Par M.K. Bhadrakumar – Le 4 juin 2025 – Source Indian Punchline
La délégation multipartite dirigée par le vice-président et porte-parole du BJP, Bijayant Panda, qui s’est rendue dans quatre pays du Golfe – l’Arabie saoudite, le Koweït, Bahreïn et l’Algérie – afin de rallier des soutiens à la guerre contre le terrorisme menée par le gouvernement contre le Pakistan, est de retour. Le ministre des affaires extérieures, S. Jaishankar, a « salué leurs efforts », selon les médias.
Il s’agit de la délégation la plus importante des cinq délégations mises en place par le gouvernement pour mobiliser l’opinion internationale. Les nouvelles en provenance du Golfe ont une grande « résonance populaire » dans la politique intérieure de l’Inde.

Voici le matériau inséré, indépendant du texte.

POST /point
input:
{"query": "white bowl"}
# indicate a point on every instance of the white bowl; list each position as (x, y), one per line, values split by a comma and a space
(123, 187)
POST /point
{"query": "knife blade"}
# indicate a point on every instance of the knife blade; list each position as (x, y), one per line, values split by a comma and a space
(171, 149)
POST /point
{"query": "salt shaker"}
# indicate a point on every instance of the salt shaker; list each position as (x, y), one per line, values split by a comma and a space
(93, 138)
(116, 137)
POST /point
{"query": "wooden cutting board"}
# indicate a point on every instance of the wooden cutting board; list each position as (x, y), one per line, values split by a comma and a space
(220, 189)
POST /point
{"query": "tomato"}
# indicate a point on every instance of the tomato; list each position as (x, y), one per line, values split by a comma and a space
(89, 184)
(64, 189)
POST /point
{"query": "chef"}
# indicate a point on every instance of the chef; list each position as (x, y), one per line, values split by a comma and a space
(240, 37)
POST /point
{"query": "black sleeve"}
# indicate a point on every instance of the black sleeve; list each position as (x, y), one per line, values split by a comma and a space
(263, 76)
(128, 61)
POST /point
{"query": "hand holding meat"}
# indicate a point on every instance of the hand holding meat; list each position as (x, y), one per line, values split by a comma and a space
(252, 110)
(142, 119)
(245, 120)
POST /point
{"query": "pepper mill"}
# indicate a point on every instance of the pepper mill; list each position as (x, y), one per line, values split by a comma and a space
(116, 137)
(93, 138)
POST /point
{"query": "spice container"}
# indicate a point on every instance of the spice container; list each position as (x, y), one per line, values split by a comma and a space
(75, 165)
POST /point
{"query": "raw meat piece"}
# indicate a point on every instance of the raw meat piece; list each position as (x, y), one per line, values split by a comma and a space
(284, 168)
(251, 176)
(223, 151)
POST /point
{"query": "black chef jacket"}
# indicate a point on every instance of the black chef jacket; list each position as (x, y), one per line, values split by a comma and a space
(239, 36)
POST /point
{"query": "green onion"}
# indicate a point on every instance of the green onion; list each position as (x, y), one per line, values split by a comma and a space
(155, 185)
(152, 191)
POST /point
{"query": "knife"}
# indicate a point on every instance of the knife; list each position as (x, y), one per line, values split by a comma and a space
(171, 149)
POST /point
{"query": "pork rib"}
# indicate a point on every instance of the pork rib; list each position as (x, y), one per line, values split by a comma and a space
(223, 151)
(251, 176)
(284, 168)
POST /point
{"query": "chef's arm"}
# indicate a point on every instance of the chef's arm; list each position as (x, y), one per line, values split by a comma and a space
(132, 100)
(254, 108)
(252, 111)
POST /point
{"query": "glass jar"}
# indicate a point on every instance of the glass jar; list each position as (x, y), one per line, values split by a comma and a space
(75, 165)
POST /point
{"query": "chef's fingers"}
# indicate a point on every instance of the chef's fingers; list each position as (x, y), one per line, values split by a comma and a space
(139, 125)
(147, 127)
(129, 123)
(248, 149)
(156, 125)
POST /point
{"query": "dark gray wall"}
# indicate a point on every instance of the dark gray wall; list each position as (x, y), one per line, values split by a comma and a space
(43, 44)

Un membre de l’équipe de Panda a déclaré : « Nous avons informé l’EAM … que la puissance économique croissante de l’Inde et sa position dans l’ordre mondial, assurées par la poussée diplomatique du Premier ministre Narendra Modi au cours de son mandat et de ses visites dans plusieurs pays, sont essentielles lorsqu’il s’agit de la décision du monde de se tenir à nos côtés en tant que partenaires à la fois dans le commerce international et sur la question de la tolérance zéro à l’égard du terrorisme ».
Le Moyen-Orient est le « voisinage élargi » de l’Inde. Et la diplomatie indienne au Moyen-Orient porte l’imprimatur de Modi. C’est pourquoi un ancien ministre des affaires étrangères a été intégré à l’équipe de Panda pour mener à bien cette mission délicate. Ce qui me vient à l’esprit, c’est que le défi de Panda était similaire à celui de Nikita Khrouchtchev en tant que commissaire de l’Armée rouge sur le front de Stalingrad pendant la Seconde Guerre mondiale.
Khrouchtchev avait crié aux commandants de la 62e armée et de la 64e armée sur le front de Stalingrad : « Camarades, ce n’est pas une ville ordinaire. C’est Stalingrad. Elle porte le nom du Patron ». Les généraux ont compris le message et ont écrasé les Panzer Divisions nazies, renversant ainsi le cours de la bataille de Stalingrad, qui est restée dans les mémoires comme la bataille la plus sanglante et la plus féroce de toute la Seconde Guerre mondiale et, sans doute, de toute l’histoire de l’humanité.
Mais Panda n’a pas eu cette possibilité car sa délégation a été chaleureusement accueillie. Mais la réalité profondément inquiétante demeure, à savoir que les régimes du Golfe adoptent une attitude « proforma », prononçant des paroles éculées sur le terrorisme, mais se faisant également l’écho de l’opinion mondiale naissante selon laquelle l’Inde et le Pakistan devraient trouver une solution à leurs problèmes par le dialogue et les négociations.
Les États du Golfe ont parfaitement éludé le rôle présumé du Pakistan à Pahalgam. Ils demandent des « preuves » ! Le plus haut diplomate d’un pays ami a apparemment fait remarquer il y a quelques jours, lors d’une conversation privée, que le fait que les terroristes de Pahalgam vérifient d’abord la religion de leurs victimes n’est pas nouveau dans le sous-continent, et il a cité en référence le « Train to Pakistan » de Khushwant Singh.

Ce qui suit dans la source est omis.